Financial data is ultra-complex, flows in high velocity, is highly varied, and heavily regulated especially if you consider personal information.
So why on earth would anyone think about adding to this plethora of data the use-case of synthetic data?
Well, largely because there are value-adding applications for them.
Applications of Synthetic Data in Risk Management
Not an exhaustive list by any means.
Traditionally the main purpose of synthetic data is to create user profiles that behave similar to actual user data to ensure compliance with data protection regulations.
However, there is more. The way I used synthetic data in my professional past included these applications.
Scenario Analysis/Portfolio Optimization: Here synthetic data for is the artificial creation of transaction data that mimics our existing actual financial data to understand effects of new portfolios that might be acquired and needed to be back tested.

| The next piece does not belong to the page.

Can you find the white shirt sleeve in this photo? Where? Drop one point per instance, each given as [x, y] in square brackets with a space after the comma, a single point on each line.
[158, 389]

And also to verify how portfolios might react to external shocks. Here techniques like measuring the Wasserstein distance or Kolmogorov-Smirnov tests helped to quantify if the distributions are similar across dimensions.
Credit Scoring and Loan Origination: When I was the CRO of a multi-billion dollar lending business, we did not use synthetic data for this purpose. The main reason was that there are reasons why customers default and by understanding their specific stories and reasons did help us understand our portfolio better and also make sure that our policies are forward looking and protecting our customers while also protecting us. However, during scorecard development I can see that the development teams do not need to see customer identities, here creation of digital clones might be helpful.
Fraud Detection and Anti-Money Laundering (AML): AML and Fraud models are traditionally outlier models. Here, synthetic data can help to ensure operations are up to par with regulations. Typical operational aspects include suspicious activity detection, transaction modeling, and model validation.
Data Bias Reduction: Also, a common theme that proponents of synthetic data commonly mention. However, I believe that bias in data is not necessarily bad, and it usually should trigger an investigation if a model behaves in a certain way. That way the teams learn more about the business and customer’s needs rather than simply ignoring it. I believe it’s an important part of capability development within an organization.
Given that I could prove to you that there is value in synthetic data.
How can we generate it?
Synthetic Data Generation with Python
There are several Python libraries available for synthetic data generation, each with its distinct capabilities and features.
SynthCity: A now commercial python-based product created by van der Schaar Labs, SynthCity is used for the generation and evaluation of primarily synthetic tabular data. The package however also offers a plugin architecture and a wide array of reference models that range from GAN-based methods to Bayesian Networks. With the latter ones being used for time series, survival analysis, and privacy-centric synthesis.